Now due to the use of controllers, most racing games can be simplified to just two trigger actions, with one for stop and the other for go, and this game is no different. However, the bike doesn’t respond how a car racing game would respond to these commands, making it difficult to find a responsive rhythm.
In fact it’s incredible how we found that even taking a corner at a snail’s pace, the turning circle of the steering felt woefully unnatural. Having been on a motorbike before, one of the advantages of riding one is how very responsive they are at turning, and how incredibly tight their turning circle is. Not so for Ride 4 apparently. You can often find yourself in a lower gear, taking a tight corner, and wrestle as you might with your controller to take it appropriately, find that no amount of wiggling will prevent you going straight into the hoardings. Perhaps it is an accurate representation of official racing bikes, as we found the same problem with the recent F1 game, so it's probably not them, but us. Still, give a gamer a break why don’t you.
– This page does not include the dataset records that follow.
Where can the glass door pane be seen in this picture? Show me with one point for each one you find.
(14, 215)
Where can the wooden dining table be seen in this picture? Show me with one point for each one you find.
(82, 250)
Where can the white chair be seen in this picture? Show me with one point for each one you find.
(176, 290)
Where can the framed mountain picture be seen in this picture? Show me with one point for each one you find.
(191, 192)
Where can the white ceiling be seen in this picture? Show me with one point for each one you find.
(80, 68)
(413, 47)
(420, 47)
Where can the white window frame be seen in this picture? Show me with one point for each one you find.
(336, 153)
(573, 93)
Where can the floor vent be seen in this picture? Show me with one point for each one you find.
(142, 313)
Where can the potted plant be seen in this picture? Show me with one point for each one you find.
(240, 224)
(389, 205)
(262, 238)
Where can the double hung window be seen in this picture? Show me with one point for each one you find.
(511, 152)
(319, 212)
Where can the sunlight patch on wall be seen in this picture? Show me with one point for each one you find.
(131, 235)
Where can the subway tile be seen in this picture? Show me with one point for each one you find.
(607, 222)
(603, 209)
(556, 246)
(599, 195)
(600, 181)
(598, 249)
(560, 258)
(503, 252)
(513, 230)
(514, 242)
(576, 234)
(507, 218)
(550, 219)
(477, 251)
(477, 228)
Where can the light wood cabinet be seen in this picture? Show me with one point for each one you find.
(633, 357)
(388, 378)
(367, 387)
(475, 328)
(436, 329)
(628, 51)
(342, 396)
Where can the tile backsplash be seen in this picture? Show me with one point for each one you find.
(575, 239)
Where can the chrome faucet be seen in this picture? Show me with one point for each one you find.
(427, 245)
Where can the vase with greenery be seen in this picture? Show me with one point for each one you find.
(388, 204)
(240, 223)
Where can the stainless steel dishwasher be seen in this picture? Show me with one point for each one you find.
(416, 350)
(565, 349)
Still feeling the calling of the tarmac, we ventured into Career mode – or at least we tried to. First there’s the time attack to contend with; you, on your tod, driving around an empty track. Get a recognised time, and you pass, if you don’t try again. And again.
So despite that being an all too dull exercise, at least it’s onto the racing now, right? Not a chance. Next is the track test, that, surprisingly, sees you racing around an empty track on your own, but this time you’re driving through gates, being timed, changing the dynamic completely from the last trial. Or not. If you get past this trial, you finally reach the racing stage. Possibly. We’re not entirely sure as we didn’t make it that far. We find that when your knuckles are becoming increasing white from gripping so hard, and you feel anger visibly surface across your face, it’s best to walk away.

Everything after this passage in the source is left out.